At some point during my interviews with farmworkers, I became certain that it was only the beginning of the work I wanted to dedicate myself to in my adult life. It was a combination of influences that formed this certainty: the shock at seeing how little the conditions had changed, the enjoyment of conversing with someone from another culture and background than my own, the respect for the type of labor and commitment involved in tending the land, and the inspiration my parents’ actions had sparked in me. I admit that it may have been driven, as well, by the interview with the elderly tobacco worker and how it touched something embedded in my private history: a desire to reach out to find the ties of humanity—however frayed or tenuous—that connect people, regardless of where our roots are.

Photo courtesy of Student Action with Farmworkers. Hands by Judith Mendez-Segovia.

Photo courtesy of Student Action with Farmworkers. Hands by Judith Mendez-Segovia.

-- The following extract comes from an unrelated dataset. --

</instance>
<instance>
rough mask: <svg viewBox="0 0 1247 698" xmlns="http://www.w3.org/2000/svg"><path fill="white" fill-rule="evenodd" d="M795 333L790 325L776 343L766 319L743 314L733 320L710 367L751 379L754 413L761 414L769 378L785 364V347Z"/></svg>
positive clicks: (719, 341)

My roots are in the South, proudly, but they don’t run deep. We moved around a lot when I was younger, attributed mostly to my dad’s knack for speaking his mind from the pulpit. He was beloved by most parishioners but his rallying for peace and justice did not sit well with everyone in the pews. Perhaps feeling like an outsider for much of my childhood motivates me to reach out to others who might feel the same. I will not compare my childhood struggles with those of migrant families that I am only peripherally familiar with; numerous factors that are not a part of my reality—such as socioeconomic differences; discrimination based on ethnicity, culture, and language; trauma related to war and migration; and far too many others—compound the experiences of many agricultural workers living in the margins of our society. But I honor that part of me that yearns for community through the connections I have been lucky to form with farmworker families, health outreach workers, and advocates for worker justice. It is the part of me that wants to stay an hour longer talking with the elderly tobacco worker in his quiet, empty house, and the part of me that wants to talk about the unspoken irony that forms the backbone of our agricultural system: That those who work the land are not given a seat at the table or the freedom to make their own decisions. That too often they live in communities but are not acknowledged as a part of them.

 

Note: There are an estimated 150,000 migrant and seasonal farmworkers and their families living in North Carolina each year. They are men, women, and children. Some live year-round in North Carolina while others follow the migrant streams to work America’s crops, approximately 85 percent of which are harvested by hand. Some farmworkers hired through permits leave their families behind in their home countries, arriving by bus and then being sent to a farm for the season in a place they may know well or may have never heard of. They live in remote barracks-style camps, farmhouses, trailers, or old motels. Homes may be too crowded, or in the case of the man I met long ago, too empty, but it’s important to note there is a wide range of living and working conditions that can vary by employer, crop, and region. Farmworkers, farmworker allies, and some farm employers in North Carolina and across the United States have long recognized the need for outreach to the camps, support for worker empowerment and leadership, and changes in legislation that would raise the standards for working and living conditions and ensure better enforcement of existing worker protections.